Esto es lo que puedo contarte. Quizá te defrauda. Quizá lo encuentras demasiado inconcreto, y crees que debería decirte quién o qué está detrás de cada metáfora. Créeme si te digo que en lo que te he contado hay algo mucho más importante. Aunque como sé que eres porfiada, igual que nuestra Teresa, casi puedo imaginarme tu réplica mental, al leer esto: qué sentido tiene entonces ocultar lo accesorio. Pero lo tiene, te lo aseguro.
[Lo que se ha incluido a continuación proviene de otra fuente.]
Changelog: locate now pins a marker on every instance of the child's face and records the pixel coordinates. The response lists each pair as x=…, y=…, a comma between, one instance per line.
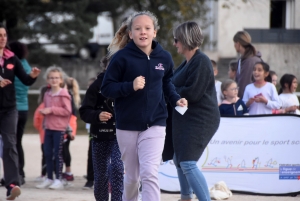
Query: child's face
x=274, y=79
x=231, y=74
x=54, y=79
x=231, y=91
x=294, y=85
x=142, y=32
x=259, y=73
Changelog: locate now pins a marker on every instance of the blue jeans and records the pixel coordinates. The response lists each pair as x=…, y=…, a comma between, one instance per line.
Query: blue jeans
x=53, y=143
x=191, y=180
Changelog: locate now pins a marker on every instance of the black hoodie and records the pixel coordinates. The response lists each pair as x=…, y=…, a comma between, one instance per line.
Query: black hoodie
x=93, y=104
x=138, y=110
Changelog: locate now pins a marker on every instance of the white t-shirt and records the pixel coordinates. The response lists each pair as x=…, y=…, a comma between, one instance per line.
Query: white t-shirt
x=269, y=92
x=288, y=100
x=219, y=92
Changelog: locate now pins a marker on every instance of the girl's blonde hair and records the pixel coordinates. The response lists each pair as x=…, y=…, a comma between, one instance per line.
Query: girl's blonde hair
x=73, y=87
x=226, y=84
x=55, y=69
x=121, y=38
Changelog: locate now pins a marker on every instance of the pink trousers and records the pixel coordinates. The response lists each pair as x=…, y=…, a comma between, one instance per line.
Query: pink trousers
x=141, y=155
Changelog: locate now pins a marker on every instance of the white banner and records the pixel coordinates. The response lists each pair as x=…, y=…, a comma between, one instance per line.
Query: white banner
x=252, y=154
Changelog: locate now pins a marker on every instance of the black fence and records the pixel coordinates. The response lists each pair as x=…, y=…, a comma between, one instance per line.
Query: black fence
x=275, y=35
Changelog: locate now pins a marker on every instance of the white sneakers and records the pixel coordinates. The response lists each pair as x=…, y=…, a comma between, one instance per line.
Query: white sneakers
x=45, y=184
x=48, y=183
x=57, y=184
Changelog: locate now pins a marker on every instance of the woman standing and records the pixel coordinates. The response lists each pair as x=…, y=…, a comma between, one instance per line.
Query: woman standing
x=20, y=50
x=10, y=66
x=249, y=57
x=194, y=80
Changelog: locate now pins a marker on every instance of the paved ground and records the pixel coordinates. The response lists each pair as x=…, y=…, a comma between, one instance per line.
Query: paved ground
x=74, y=192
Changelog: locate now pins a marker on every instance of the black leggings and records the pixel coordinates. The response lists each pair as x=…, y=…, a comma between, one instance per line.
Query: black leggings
x=66, y=152
x=22, y=119
x=108, y=166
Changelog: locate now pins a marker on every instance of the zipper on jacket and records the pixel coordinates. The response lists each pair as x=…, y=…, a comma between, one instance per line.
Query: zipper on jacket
x=234, y=109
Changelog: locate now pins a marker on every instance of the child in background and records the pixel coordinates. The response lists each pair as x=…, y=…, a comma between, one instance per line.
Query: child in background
x=289, y=101
x=274, y=77
x=108, y=166
x=232, y=105
x=261, y=96
x=38, y=119
x=72, y=86
x=56, y=113
x=232, y=69
x=217, y=82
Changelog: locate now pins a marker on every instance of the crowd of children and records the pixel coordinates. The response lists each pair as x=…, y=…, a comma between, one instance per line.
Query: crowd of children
x=259, y=97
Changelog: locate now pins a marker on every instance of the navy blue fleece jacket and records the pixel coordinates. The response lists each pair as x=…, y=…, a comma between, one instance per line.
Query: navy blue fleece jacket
x=138, y=110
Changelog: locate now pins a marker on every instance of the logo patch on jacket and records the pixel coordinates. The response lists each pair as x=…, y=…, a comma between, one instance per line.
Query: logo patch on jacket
x=240, y=108
x=10, y=66
x=159, y=67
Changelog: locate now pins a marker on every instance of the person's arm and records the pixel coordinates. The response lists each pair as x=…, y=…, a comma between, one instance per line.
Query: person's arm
x=87, y=111
x=112, y=87
x=168, y=87
x=246, y=98
x=274, y=102
x=26, y=79
x=245, y=75
x=198, y=77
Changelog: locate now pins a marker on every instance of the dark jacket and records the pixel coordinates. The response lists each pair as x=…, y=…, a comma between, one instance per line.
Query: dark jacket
x=138, y=110
x=193, y=130
x=12, y=67
x=234, y=109
x=93, y=104
x=244, y=77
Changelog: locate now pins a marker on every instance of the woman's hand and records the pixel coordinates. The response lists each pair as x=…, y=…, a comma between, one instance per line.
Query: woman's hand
x=261, y=99
x=4, y=82
x=291, y=108
x=139, y=83
x=34, y=72
x=46, y=111
x=182, y=102
x=250, y=101
x=105, y=116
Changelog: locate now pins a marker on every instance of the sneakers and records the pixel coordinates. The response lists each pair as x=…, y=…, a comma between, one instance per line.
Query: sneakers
x=57, y=184
x=88, y=185
x=40, y=179
x=68, y=177
x=45, y=184
x=13, y=191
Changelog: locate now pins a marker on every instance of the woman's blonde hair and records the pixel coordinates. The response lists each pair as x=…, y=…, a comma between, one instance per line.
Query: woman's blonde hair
x=73, y=87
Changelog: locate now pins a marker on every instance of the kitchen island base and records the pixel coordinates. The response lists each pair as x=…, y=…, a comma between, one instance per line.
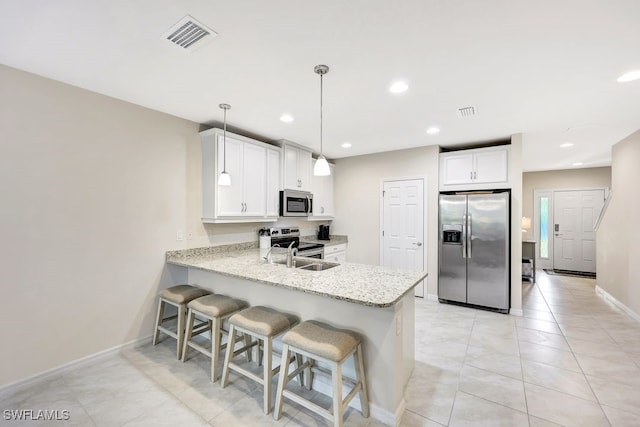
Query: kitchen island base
x=388, y=334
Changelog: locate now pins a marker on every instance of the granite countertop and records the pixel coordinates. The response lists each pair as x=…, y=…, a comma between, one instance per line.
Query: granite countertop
x=333, y=239
x=357, y=283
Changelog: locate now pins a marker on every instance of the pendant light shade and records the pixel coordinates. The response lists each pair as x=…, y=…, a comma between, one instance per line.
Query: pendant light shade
x=321, y=168
x=224, y=179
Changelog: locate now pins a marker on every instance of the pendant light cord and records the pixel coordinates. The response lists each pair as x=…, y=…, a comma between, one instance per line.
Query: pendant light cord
x=224, y=139
x=321, y=78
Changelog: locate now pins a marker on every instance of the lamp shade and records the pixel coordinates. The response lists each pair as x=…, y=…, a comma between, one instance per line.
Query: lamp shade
x=321, y=168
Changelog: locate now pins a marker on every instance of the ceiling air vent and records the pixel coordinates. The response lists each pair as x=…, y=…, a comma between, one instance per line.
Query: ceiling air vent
x=467, y=112
x=189, y=34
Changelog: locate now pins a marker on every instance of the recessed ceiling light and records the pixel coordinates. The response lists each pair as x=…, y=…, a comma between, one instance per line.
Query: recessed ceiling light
x=629, y=77
x=398, y=87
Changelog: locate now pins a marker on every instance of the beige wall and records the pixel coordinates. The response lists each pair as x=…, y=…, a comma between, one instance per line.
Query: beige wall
x=93, y=191
x=565, y=179
x=618, y=252
x=357, y=198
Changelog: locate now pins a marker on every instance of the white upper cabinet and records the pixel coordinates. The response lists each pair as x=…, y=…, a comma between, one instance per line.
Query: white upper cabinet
x=254, y=168
x=479, y=168
x=322, y=190
x=296, y=167
x=273, y=183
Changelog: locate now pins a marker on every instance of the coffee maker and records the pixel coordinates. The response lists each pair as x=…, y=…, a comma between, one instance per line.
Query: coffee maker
x=323, y=232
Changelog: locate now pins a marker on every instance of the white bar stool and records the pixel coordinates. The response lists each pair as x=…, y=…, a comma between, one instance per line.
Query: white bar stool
x=332, y=346
x=263, y=324
x=178, y=296
x=215, y=308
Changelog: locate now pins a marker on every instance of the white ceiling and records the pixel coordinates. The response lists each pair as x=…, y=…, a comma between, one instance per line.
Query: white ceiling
x=546, y=69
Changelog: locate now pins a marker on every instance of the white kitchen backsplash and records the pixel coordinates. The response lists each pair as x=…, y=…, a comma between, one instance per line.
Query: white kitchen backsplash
x=224, y=234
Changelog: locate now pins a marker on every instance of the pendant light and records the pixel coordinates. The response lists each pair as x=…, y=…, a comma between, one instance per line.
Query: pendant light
x=224, y=179
x=321, y=168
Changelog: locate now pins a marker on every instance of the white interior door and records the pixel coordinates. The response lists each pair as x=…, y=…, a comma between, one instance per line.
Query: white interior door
x=574, y=241
x=403, y=226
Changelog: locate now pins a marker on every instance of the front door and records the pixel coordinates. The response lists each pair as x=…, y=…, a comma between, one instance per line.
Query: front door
x=574, y=241
x=403, y=226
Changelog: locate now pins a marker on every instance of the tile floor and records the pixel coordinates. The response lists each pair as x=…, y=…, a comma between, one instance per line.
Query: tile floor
x=572, y=360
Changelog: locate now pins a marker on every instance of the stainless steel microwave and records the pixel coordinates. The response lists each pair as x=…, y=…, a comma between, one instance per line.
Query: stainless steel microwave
x=296, y=203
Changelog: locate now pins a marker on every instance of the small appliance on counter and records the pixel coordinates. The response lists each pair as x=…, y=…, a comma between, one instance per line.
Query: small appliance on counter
x=323, y=232
x=265, y=238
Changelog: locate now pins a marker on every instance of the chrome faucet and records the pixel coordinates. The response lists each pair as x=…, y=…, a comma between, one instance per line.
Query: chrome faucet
x=291, y=252
x=267, y=256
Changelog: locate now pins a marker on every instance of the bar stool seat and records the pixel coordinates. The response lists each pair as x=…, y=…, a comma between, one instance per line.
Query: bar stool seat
x=331, y=346
x=178, y=296
x=263, y=324
x=215, y=308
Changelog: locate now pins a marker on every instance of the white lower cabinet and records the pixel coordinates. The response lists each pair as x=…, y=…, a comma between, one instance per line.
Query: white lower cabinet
x=336, y=253
x=254, y=168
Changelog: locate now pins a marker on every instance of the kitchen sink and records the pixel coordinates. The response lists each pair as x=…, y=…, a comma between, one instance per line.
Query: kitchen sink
x=311, y=264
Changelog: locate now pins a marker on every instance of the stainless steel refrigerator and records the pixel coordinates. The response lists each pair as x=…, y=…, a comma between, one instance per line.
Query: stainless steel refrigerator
x=474, y=249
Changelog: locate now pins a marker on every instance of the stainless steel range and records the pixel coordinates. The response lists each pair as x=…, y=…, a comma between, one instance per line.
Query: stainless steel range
x=282, y=237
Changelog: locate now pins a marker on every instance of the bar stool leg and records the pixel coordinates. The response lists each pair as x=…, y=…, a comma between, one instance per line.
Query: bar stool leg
x=282, y=380
x=299, y=362
x=336, y=379
x=364, y=393
x=228, y=355
x=187, y=337
x=268, y=374
x=156, y=334
x=215, y=348
x=180, y=332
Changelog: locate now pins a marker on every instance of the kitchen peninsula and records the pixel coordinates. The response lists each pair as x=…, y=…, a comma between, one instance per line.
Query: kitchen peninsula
x=374, y=301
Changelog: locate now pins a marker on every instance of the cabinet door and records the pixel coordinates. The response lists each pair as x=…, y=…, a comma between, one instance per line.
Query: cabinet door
x=304, y=169
x=290, y=167
x=255, y=171
x=491, y=166
x=456, y=169
x=273, y=183
x=230, y=198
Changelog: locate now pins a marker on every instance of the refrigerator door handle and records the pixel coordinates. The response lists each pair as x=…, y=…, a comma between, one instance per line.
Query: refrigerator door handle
x=468, y=236
x=464, y=236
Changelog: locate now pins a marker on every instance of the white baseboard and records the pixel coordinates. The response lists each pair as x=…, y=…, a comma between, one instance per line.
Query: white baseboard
x=606, y=295
x=24, y=383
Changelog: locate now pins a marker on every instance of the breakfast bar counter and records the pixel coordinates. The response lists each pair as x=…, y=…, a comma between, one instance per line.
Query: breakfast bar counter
x=376, y=302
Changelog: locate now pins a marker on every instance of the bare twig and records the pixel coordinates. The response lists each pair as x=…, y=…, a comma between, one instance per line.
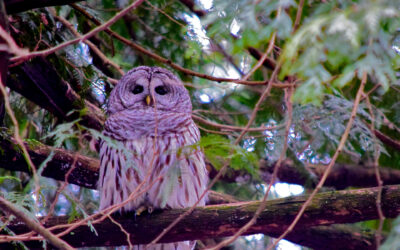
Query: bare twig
x=378, y=234
x=89, y=43
x=12, y=47
x=331, y=163
x=298, y=16
x=54, y=240
x=174, y=65
x=79, y=39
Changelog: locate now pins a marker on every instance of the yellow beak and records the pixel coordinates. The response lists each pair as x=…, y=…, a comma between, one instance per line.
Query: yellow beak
x=148, y=99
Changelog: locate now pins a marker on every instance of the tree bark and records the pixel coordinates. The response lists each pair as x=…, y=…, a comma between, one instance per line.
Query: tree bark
x=224, y=220
x=15, y=6
x=86, y=169
x=4, y=57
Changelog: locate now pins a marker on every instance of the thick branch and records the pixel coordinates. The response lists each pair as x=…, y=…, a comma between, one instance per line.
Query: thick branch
x=224, y=220
x=32, y=224
x=15, y=6
x=85, y=172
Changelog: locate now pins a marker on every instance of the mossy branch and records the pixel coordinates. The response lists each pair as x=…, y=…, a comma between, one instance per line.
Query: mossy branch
x=225, y=219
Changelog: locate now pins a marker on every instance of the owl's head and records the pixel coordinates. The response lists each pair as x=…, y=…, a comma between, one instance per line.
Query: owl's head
x=149, y=88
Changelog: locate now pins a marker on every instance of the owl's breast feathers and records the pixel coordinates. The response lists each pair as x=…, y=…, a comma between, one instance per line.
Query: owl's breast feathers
x=152, y=162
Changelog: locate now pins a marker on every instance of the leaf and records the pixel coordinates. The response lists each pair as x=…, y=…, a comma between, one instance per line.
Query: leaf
x=219, y=151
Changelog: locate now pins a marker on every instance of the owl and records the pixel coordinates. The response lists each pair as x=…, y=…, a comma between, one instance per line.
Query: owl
x=150, y=147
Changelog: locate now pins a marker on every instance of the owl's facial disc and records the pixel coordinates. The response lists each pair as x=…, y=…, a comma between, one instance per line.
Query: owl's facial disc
x=149, y=88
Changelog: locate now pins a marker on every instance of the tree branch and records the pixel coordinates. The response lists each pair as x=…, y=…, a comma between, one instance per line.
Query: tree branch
x=15, y=6
x=224, y=220
x=35, y=226
x=39, y=82
x=85, y=173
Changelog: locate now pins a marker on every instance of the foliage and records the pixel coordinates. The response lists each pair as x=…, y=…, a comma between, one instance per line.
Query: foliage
x=324, y=49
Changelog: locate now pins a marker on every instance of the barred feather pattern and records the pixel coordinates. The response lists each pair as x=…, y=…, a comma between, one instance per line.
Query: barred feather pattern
x=152, y=155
En fin, si esta confesión no cubre tus expectativas, o consideras que no corresponde a lo que tú me contaste, te pido que me perdones. Como te pido que me perdones, otra vez, por haber desaparecido así. Y si no lo haces, pues ya sabes… Me perdonaré yo mismo. Pero no creo que haga falta. Tú tampoco ignoras que perdonar es el acto que nos hace más grandes. Y al revés. Que pocas cosas resultan más mezquinas que perpetuar un mal, como es la culpa de un semejante, cuando uno tiene en su mano borrarlo.
Tu Inquisidor
1 de diciembre
Creo que nunca antes, hasta donde alcanzaba mi memoria, había leído algo que me dejara tan desconcertada. Lo que no podía decir, desde luego, era que mi misterioso interlocutor no se hubiera tomado ninguna molestia para intentar satisfacerme. Por lo pronto, había destinado unas cuantas horas de su vida a escribir aquello, que no debía de haberle resultado nada fácil. Mientras avanzaba entre sus frases, pensaba una y otra vez cuánto menos le habría costado llamar a las cosas por su nombre, sin más, en vez de empeñarse en esconderlas bajo aquella espesa cortina de alusiones simbólicas. Por vergonzosa que fuera su conducta, por degradantes que fueran las consecuencias que le había traído, dudaba que tuviera sentido la tarea que se había echado a las espaldas. A fin de cuentas yo no era nadie, ignoraba su nombre y hasta el país donde vivía. No tenía gran cosa que temer, aunque me contara el crimen más espantoso o exhibiera ante mí la más sórdida depravación. A menos que yo hubiera empezado a importarle. ¿Era eso, quizá?